I often catch myself looking up at your bedroom window, wondering why you took your life. The view of your house and that dreadful room is unavoidable, as it sits directly across from mine. Every day as I pass through my home, your bedroom window is there, staring at me. A constant reminder of a life cut short.
As I peer upward to the place where you took your last breath, I wonder what was going on in your mind. What caused you to make that final, irreversible decision?
We were going to invite you over for Christmas dinner that year, but we got busy and forgot to ask. A week later, your body was carried from your home.
I’m sorry for not asking you to come to dinner. We should have. I’m sorry that we got so busy and forgot. I don’t know if it would have made a difference or not. Maybe you had already made up your mind.

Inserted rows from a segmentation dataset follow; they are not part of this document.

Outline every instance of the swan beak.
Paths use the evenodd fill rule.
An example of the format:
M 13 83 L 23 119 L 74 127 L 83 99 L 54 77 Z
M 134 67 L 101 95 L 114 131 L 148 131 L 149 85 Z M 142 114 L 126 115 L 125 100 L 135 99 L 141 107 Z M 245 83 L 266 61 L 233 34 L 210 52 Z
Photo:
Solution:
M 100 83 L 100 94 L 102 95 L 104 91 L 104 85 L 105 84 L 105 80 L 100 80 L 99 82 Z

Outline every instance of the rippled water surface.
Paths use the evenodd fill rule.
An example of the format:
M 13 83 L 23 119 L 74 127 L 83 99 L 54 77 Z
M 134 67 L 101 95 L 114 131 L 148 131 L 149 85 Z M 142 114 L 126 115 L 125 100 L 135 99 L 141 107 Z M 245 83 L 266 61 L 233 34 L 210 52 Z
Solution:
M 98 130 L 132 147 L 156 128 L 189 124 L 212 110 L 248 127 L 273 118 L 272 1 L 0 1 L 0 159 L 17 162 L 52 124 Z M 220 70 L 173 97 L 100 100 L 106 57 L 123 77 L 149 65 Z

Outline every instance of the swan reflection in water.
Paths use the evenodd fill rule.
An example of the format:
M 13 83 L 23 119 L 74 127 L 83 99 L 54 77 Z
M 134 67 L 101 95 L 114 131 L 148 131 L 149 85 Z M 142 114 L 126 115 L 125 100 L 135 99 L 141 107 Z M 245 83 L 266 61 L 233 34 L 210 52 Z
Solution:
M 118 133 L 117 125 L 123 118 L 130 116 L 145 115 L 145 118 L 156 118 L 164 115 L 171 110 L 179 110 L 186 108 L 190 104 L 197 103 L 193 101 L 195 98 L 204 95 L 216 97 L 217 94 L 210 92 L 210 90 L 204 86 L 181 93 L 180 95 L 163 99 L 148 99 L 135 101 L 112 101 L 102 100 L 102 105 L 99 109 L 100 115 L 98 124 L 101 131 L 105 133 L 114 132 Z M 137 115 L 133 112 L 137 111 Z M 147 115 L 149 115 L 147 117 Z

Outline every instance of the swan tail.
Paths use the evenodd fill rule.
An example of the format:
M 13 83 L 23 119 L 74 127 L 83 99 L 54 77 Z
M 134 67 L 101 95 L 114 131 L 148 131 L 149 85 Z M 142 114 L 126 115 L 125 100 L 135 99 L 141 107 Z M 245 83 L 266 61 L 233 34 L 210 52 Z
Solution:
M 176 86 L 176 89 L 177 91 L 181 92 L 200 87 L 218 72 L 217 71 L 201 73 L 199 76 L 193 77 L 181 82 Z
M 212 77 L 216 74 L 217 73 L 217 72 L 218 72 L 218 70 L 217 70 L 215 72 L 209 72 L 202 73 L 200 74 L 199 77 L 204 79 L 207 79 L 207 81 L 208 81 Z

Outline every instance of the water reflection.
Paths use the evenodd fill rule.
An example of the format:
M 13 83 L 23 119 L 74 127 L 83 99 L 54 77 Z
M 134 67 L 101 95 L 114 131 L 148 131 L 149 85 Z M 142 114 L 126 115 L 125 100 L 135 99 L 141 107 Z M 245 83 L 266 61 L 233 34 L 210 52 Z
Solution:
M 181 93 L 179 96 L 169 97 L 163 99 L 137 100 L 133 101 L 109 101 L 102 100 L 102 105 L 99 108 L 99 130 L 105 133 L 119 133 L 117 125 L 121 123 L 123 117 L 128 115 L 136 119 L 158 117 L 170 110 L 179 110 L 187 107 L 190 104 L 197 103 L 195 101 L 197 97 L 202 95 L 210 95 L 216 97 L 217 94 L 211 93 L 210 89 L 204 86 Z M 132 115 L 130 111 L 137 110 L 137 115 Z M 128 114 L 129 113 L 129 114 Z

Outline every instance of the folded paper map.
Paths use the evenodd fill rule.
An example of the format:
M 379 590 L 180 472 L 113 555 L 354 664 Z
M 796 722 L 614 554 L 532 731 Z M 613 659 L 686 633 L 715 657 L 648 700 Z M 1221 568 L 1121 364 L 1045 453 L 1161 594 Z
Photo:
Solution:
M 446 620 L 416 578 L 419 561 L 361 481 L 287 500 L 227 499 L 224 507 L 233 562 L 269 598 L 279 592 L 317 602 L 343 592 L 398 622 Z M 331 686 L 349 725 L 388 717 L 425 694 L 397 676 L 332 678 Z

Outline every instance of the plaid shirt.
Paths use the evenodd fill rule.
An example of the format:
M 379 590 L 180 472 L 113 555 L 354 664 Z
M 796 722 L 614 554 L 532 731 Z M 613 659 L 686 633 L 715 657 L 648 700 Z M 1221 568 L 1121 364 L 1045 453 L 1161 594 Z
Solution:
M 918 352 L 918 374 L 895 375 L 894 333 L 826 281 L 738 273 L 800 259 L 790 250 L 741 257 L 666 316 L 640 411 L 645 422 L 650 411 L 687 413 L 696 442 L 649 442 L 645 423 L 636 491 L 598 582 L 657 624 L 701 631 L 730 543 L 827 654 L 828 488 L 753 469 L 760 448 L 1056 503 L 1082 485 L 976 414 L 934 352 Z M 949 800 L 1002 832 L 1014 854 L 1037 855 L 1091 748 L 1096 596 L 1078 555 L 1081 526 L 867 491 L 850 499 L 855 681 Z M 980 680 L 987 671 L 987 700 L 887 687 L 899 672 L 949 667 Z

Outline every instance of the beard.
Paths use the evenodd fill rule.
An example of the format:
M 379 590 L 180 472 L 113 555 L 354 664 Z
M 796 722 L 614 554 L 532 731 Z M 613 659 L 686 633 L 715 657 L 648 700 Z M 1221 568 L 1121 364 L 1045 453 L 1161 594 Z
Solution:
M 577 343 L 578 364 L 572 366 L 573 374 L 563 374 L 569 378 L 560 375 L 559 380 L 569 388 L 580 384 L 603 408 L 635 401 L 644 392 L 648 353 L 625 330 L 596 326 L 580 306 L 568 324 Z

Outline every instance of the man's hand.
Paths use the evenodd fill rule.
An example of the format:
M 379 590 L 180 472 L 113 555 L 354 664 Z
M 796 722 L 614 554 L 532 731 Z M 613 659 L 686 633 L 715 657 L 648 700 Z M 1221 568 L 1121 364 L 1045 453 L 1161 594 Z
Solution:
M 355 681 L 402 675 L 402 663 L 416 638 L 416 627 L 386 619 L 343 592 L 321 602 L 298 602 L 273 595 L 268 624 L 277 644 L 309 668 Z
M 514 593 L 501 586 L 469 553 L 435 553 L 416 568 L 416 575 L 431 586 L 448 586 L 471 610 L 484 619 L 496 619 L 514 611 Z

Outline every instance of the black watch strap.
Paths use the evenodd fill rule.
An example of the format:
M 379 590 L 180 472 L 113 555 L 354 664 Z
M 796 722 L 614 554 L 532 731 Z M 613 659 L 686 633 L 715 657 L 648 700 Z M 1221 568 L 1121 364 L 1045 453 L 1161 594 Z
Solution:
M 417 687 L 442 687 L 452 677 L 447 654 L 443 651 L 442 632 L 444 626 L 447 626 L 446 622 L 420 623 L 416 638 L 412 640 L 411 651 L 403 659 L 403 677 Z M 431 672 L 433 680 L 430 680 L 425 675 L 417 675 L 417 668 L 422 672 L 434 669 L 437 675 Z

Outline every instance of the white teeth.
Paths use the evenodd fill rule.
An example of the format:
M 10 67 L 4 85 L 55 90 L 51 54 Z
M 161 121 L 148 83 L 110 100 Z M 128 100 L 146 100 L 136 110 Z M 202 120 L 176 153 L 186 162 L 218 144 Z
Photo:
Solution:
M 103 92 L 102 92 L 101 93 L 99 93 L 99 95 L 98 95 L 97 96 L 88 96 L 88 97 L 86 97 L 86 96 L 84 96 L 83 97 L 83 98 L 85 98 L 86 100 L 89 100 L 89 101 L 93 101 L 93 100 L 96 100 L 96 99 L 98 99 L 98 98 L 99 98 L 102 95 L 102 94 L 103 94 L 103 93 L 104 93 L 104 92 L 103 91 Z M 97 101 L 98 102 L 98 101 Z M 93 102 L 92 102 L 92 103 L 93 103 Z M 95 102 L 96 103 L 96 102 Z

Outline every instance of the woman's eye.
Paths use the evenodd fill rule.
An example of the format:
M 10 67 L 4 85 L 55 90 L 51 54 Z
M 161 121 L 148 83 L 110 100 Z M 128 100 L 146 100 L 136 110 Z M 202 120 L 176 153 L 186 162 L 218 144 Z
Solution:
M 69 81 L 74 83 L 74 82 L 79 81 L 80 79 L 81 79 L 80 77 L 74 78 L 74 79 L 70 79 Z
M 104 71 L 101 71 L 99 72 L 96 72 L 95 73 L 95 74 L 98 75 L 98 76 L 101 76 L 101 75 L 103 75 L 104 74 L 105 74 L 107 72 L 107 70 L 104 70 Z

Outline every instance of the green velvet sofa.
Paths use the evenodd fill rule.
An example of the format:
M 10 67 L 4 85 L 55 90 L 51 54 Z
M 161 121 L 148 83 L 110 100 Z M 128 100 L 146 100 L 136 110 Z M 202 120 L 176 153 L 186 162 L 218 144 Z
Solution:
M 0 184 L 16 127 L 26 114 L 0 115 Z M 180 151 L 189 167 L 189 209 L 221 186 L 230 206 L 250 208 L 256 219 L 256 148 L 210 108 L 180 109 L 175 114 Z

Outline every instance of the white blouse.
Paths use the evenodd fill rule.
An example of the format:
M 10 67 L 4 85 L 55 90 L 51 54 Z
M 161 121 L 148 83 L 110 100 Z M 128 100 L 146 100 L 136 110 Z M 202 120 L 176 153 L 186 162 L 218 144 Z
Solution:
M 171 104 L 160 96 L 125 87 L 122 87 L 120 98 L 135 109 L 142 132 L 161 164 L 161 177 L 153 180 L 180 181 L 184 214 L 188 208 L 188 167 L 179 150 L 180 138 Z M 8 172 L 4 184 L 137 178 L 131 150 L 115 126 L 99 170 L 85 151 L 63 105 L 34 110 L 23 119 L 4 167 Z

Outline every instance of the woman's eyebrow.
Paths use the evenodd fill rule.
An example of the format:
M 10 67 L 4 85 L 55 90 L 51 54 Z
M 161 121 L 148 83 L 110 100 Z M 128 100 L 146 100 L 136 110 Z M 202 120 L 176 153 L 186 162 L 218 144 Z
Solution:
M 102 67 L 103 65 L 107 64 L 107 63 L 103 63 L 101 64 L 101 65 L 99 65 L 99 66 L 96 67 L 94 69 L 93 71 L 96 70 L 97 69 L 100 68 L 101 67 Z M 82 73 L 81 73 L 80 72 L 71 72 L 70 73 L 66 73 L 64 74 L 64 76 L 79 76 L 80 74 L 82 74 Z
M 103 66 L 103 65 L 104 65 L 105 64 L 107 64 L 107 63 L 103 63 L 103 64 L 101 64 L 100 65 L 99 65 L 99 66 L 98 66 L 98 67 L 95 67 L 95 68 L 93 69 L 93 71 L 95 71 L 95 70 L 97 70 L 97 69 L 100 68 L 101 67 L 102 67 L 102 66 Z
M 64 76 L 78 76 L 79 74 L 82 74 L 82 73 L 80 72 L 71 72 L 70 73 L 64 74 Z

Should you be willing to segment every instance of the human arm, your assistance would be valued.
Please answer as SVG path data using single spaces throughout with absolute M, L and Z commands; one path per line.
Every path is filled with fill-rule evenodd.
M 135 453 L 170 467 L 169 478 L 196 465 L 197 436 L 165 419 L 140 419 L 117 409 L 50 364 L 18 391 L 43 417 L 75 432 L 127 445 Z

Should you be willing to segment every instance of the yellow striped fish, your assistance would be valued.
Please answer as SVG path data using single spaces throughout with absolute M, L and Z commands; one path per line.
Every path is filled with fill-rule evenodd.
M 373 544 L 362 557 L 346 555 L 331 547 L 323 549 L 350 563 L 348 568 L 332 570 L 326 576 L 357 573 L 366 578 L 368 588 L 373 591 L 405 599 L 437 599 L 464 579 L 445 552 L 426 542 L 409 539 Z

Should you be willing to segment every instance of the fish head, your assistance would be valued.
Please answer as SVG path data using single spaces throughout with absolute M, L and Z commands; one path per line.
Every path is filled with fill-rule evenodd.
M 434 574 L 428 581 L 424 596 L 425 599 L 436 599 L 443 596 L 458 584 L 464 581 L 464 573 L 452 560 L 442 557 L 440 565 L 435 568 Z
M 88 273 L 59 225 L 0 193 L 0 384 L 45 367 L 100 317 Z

For a year, we watched you stroll from your car to your house. For a year, we stopped to talk with you and had good neighborly conversations. For a year, we had no idea that there was anything wrong. You would smile and laugh while we talked together. You were always very friendly, never angry or visibly sad. There were no red flags to be seen, no distance in your voice and no darkness in your eyes. We had no clue that you were hurting.
No one did, not even your family. Not until the end. You left a message for your sister on her answering machine the night before. A message she received too late. You didn’t mention your plan, but your words were enough to convince her of what you had done. Her fears led her to your house, where she found your lifeless body.
In that window across from where I stand, you took your last breath. Why?
What causes a person to lose all hope? What causes them to give up?
What could be done to change their mind? Anything? Where have we, as fellow human beings, failed? Do we not show enough compassion and love toward each other? Are we too busy with our own lives to pay attention to those around us? Are we so caught up with our own problems, that we forget that others have problems too?
The window across from me is a constant reminder of the suffering that so many people endure. It is a constant reminder that our life is not only about us. It is also about others.